This is about data cleanup, and a real world dataset, so it’s okay to do your best and skip inconsistencies in the data that are hard to fix. It’s valuable to figure out what the issues in the data are and I want you to challenge yourself to write queries that let you answer questions about the data, but if you’re stuck on a station that doesn’t make you can just throw it away and move on, just note it and only come back later if you have time and want to.
Clone this repo and make a PR with your answers to the questions below, and tag your reviewer in the PR.
Keep good notes of the queries you run.
As we've discussed in class, some of the station_id columns are NULL because of missing data. We also have inconsistent names for some of the station IDs.
Your database contains a stations
schema:
CREATE TABLE stations
(
id INT NOT NULL PRIMARY KEY,
name VARCHAR(100) NOT NULL
);
- Write a query that fills out this table. Try your best to pick the correct station name for each ID. You may have to make some manual choices or editing based on the inconsistencies we've found. Do try to pick the correct name for each station ID based on how popular it is in the trip data.
Hint: your query will look something like
INSERT INTO stations (SELECT ... FROM trips);
Hint 2: You don't have to do it all in one query
-
Should we add any indexes to the stations table, why or why not?
-
Fill in the missing data in the
trips
table based on the work you did above
You may have noticed that we have the dates as strings. This is because the dataset we have uses an inconsistent format for dates 😔😔😔
Note that the original_filename
column is broken down into quarters, knowing this is helpful here!
There's an inconsistency in the dates in the string columns. For example trip 4461217
has a start_time_str
of 11/25/2018 15:47
which implies that it's Month / Day / Year, since there's no 25th month, while trip 928659
has a start_time_str
of 22/04/2017 0:04
which implies Day / Month / Year, since there's not 22nd month!
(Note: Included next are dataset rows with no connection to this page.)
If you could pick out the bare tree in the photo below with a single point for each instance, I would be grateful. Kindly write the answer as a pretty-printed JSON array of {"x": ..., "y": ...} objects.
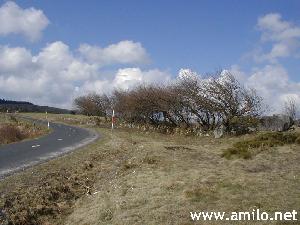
[{"x": 290, "y": 108}]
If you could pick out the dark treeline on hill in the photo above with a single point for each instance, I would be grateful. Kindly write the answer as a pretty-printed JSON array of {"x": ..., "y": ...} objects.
[
  {"x": 22, "y": 106},
  {"x": 190, "y": 102}
]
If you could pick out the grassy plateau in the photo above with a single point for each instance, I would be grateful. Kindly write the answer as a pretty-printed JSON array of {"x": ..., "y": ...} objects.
[{"x": 131, "y": 177}]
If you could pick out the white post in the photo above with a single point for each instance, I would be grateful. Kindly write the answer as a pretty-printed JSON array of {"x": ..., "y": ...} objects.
[
  {"x": 113, "y": 119},
  {"x": 48, "y": 124}
]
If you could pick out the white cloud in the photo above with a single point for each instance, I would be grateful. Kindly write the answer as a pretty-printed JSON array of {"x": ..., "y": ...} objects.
[
  {"x": 283, "y": 35},
  {"x": 124, "y": 52},
  {"x": 14, "y": 59},
  {"x": 56, "y": 75},
  {"x": 29, "y": 22}
]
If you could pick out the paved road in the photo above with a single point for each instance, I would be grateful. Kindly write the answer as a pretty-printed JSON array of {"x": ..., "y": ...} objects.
[{"x": 63, "y": 138}]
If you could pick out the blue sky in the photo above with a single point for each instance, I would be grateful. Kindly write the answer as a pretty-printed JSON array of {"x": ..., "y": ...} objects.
[{"x": 204, "y": 36}]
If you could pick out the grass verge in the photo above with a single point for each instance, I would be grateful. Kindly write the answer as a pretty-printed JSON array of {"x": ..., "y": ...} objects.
[{"x": 129, "y": 177}]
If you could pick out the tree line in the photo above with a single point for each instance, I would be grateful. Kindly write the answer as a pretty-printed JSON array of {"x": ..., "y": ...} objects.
[{"x": 188, "y": 102}]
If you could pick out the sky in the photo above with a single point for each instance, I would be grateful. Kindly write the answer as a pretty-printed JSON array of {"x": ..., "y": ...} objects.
[{"x": 53, "y": 51}]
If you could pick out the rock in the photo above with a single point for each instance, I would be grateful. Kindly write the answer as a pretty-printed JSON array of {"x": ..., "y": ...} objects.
[
  {"x": 275, "y": 123},
  {"x": 219, "y": 131}
]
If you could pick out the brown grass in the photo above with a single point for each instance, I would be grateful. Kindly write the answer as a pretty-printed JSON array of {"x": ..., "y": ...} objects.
[
  {"x": 139, "y": 178},
  {"x": 246, "y": 149},
  {"x": 13, "y": 129}
]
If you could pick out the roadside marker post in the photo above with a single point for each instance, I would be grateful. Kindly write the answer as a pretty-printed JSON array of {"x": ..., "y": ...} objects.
[
  {"x": 112, "y": 120},
  {"x": 48, "y": 124}
]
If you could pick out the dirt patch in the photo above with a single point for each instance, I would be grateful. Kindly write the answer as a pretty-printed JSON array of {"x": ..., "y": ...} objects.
[{"x": 132, "y": 178}]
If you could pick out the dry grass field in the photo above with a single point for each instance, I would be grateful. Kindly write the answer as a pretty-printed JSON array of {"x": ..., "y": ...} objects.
[
  {"x": 14, "y": 129},
  {"x": 129, "y": 177}
]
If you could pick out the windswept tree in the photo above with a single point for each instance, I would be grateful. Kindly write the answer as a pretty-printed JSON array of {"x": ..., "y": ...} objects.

We can assume that each original_filename
has dates in the same format.
-
What's the inconsistency in date formats? Which files are which?
-
Take a look at Postgres's date functions, and fill in the missing date data using proper timestamps. You may have to write several queries to do this.
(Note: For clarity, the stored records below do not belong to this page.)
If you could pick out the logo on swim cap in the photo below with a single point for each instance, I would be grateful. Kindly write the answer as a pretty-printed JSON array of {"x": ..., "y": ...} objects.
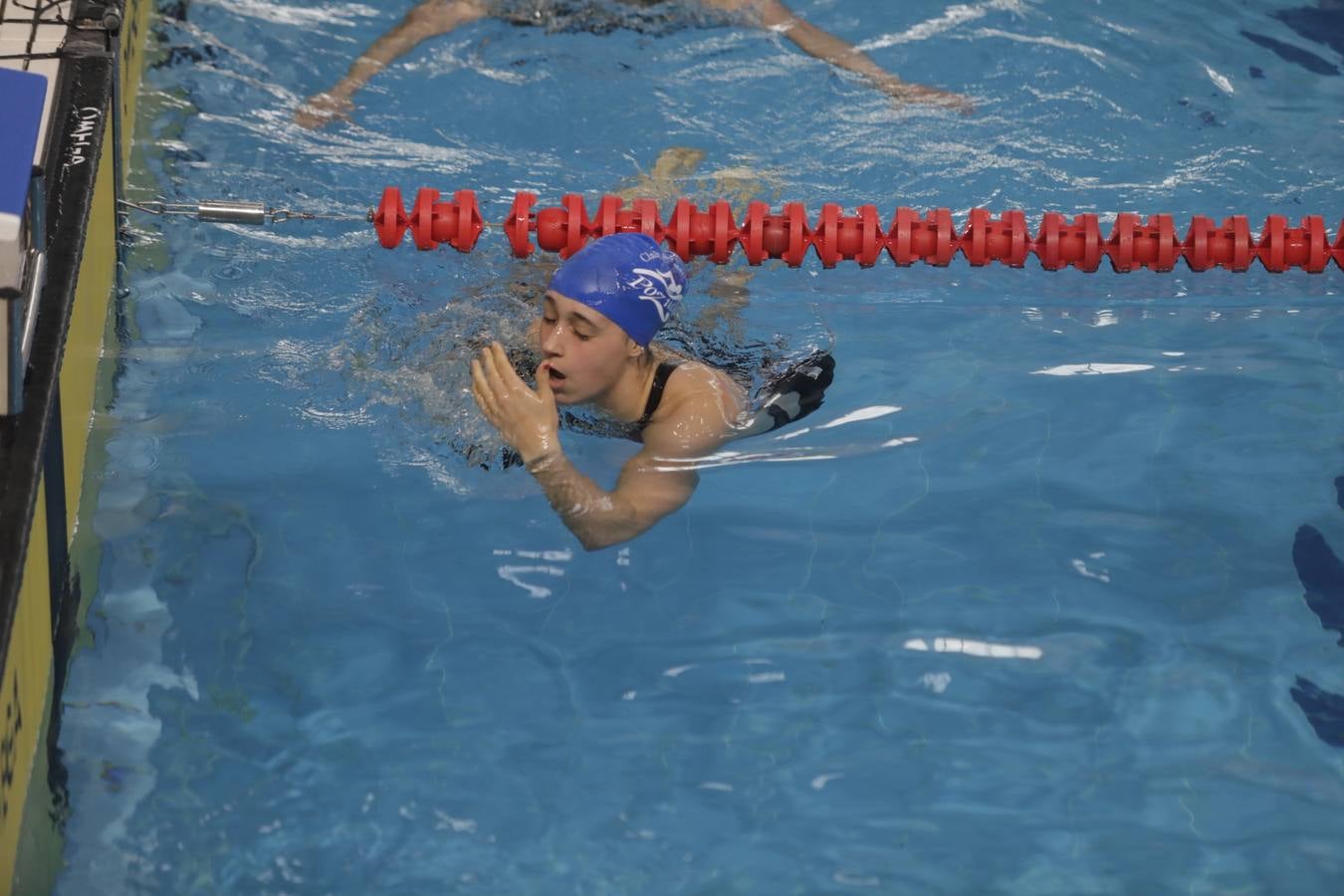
[
  {"x": 626, "y": 277},
  {"x": 657, "y": 287}
]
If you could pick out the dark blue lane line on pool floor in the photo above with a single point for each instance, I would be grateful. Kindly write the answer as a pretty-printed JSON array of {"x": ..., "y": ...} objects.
[{"x": 1323, "y": 576}]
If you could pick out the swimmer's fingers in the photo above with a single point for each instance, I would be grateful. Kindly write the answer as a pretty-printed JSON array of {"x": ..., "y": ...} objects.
[
  {"x": 491, "y": 375},
  {"x": 504, "y": 367},
  {"x": 483, "y": 394}
]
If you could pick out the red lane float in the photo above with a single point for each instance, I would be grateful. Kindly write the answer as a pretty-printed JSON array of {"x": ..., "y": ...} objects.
[{"x": 932, "y": 238}]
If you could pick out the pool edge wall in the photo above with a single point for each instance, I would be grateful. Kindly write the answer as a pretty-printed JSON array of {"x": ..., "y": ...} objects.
[{"x": 49, "y": 554}]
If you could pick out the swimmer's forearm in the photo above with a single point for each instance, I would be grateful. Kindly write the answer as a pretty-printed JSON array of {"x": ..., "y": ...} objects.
[
  {"x": 818, "y": 43},
  {"x": 597, "y": 518}
]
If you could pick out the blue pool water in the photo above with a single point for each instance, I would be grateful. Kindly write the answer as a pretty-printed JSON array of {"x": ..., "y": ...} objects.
[{"x": 1031, "y": 633}]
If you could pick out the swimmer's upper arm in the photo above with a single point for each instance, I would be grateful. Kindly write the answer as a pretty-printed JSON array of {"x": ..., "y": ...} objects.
[{"x": 663, "y": 476}]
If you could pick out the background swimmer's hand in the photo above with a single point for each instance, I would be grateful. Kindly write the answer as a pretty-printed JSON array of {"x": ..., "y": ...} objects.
[
  {"x": 322, "y": 109},
  {"x": 526, "y": 418},
  {"x": 903, "y": 92}
]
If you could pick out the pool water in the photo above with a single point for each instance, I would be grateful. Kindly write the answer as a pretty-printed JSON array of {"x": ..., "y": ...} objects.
[{"x": 1014, "y": 612}]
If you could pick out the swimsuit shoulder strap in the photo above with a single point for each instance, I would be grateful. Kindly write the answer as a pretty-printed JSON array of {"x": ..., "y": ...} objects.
[{"x": 660, "y": 381}]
Hint: your queries will look something like
UPDATE trips
SET start_time = ..., end_time = ...
WHERE ...;
- Other than the index in class, would we benefit from any other indexes on this table? Why or why not?
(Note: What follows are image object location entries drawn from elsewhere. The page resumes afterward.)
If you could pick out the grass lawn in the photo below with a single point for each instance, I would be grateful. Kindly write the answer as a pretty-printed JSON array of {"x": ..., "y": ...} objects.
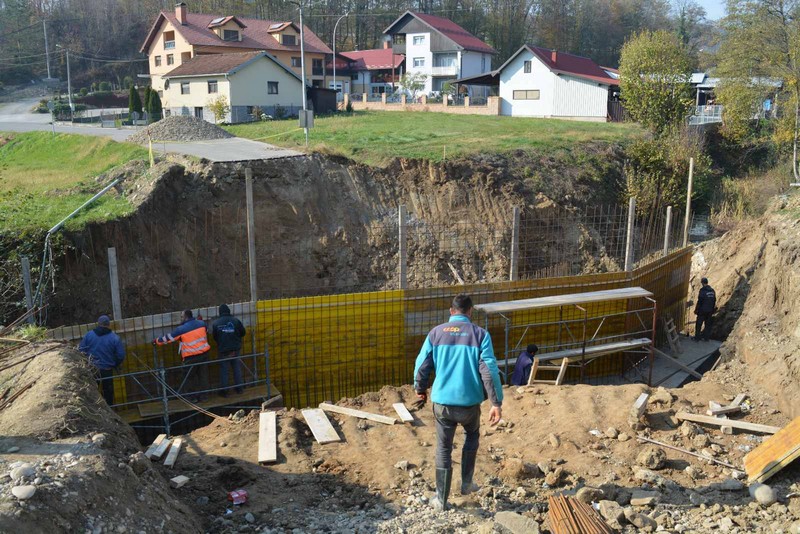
[
  {"x": 36, "y": 169},
  {"x": 374, "y": 137}
]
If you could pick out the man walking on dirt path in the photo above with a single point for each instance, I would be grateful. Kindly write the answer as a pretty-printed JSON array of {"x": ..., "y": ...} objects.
[
  {"x": 704, "y": 309},
  {"x": 106, "y": 352},
  {"x": 228, "y": 332},
  {"x": 461, "y": 355},
  {"x": 192, "y": 336}
]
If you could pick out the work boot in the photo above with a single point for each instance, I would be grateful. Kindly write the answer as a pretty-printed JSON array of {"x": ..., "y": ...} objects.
[
  {"x": 467, "y": 470},
  {"x": 443, "y": 477}
]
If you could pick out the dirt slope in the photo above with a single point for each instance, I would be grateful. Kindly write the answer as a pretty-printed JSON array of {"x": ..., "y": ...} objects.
[{"x": 755, "y": 270}]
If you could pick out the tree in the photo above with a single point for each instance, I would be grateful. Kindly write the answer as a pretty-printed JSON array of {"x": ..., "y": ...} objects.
[
  {"x": 219, "y": 107},
  {"x": 655, "y": 70},
  {"x": 134, "y": 101}
]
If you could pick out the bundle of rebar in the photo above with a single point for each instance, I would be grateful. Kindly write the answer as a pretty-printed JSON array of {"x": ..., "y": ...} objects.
[{"x": 571, "y": 516}]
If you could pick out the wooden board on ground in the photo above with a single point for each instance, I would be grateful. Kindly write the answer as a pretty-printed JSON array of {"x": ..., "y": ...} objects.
[
  {"x": 358, "y": 413},
  {"x": 172, "y": 455},
  {"x": 267, "y": 437},
  {"x": 152, "y": 448},
  {"x": 320, "y": 426},
  {"x": 402, "y": 412},
  {"x": 733, "y": 423},
  {"x": 774, "y": 454}
]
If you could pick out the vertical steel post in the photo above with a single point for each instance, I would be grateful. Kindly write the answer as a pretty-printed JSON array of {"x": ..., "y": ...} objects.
[
  {"x": 629, "y": 235},
  {"x": 687, "y": 216},
  {"x": 514, "y": 269}
]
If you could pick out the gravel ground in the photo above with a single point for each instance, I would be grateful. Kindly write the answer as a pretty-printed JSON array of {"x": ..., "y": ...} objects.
[{"x": 179, "y": 128}]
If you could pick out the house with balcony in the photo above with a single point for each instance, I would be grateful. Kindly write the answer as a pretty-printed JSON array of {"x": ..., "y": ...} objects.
[
  {"x": 179, "y": 36},
  {"x": 440, "y": 49}
]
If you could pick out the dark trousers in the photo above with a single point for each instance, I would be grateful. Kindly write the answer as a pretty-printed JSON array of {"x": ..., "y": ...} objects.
[
  {"x": 235, "y": 365},
  {"x": 195, "y": 377},
  {"x": 105, "y": 377},
  {"x": 447, "y": 420},
  {"x": 702, "y": 327}
]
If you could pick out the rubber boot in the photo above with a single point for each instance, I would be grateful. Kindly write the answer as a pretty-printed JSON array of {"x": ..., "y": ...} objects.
[
  {"x": 467, "y": 470},
  {"x": 443, "y": 478}
]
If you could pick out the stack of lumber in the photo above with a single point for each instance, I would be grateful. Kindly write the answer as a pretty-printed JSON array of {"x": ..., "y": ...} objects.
[{"x": 571, "y": 516}]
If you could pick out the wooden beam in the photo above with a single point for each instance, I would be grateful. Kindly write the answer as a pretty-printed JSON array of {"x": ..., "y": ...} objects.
[
  {"x": 172, "y": 456},
  {"x": 267, "y": 438},
  {"x": 733, "y": 423},
  {"x": 358, "y": 413},
  {"x": 403, "y": 413}
]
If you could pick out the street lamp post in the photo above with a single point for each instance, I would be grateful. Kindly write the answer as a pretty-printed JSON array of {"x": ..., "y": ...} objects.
[{"x": 335, "y": 83}]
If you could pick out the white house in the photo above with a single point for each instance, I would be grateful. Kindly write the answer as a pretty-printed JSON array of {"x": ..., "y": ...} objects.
[
  {"x": 440, "y": 49},
  {"x": 539, "y": 82},
  {"x": 247, "y": 80}
]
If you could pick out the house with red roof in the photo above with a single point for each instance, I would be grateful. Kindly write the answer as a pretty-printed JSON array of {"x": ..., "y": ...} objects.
[{"x": 439, "y": 49}]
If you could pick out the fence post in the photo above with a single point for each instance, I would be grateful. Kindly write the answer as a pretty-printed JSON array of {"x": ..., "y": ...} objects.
[
  {"x": 629, "y": 235},
  {"x": 688, "y": 214},
  {"x": 514, "y": 268},
  {"x": 26, "y": 281},
  {"x": 402, "y": 246},
  {"x": 116, "y": 303},
  {"x": 251, "y": 233},
  {"x": 667, "y": 229}
]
Using the table you made in part 1 and the dates you added in part 2, let's answer some questions about the bike share data
- Build a mini-report that does a breakdown of number of trips by month
- Build a mini-report that does a breakdown of number trips by time of day of their start and end times
- What are the most popular stations to bike to in the summer?
- What are the most popular stations to bike from in the winter?
- Come up with a question that's interesting to you about this data that hasn't been asked and answer it.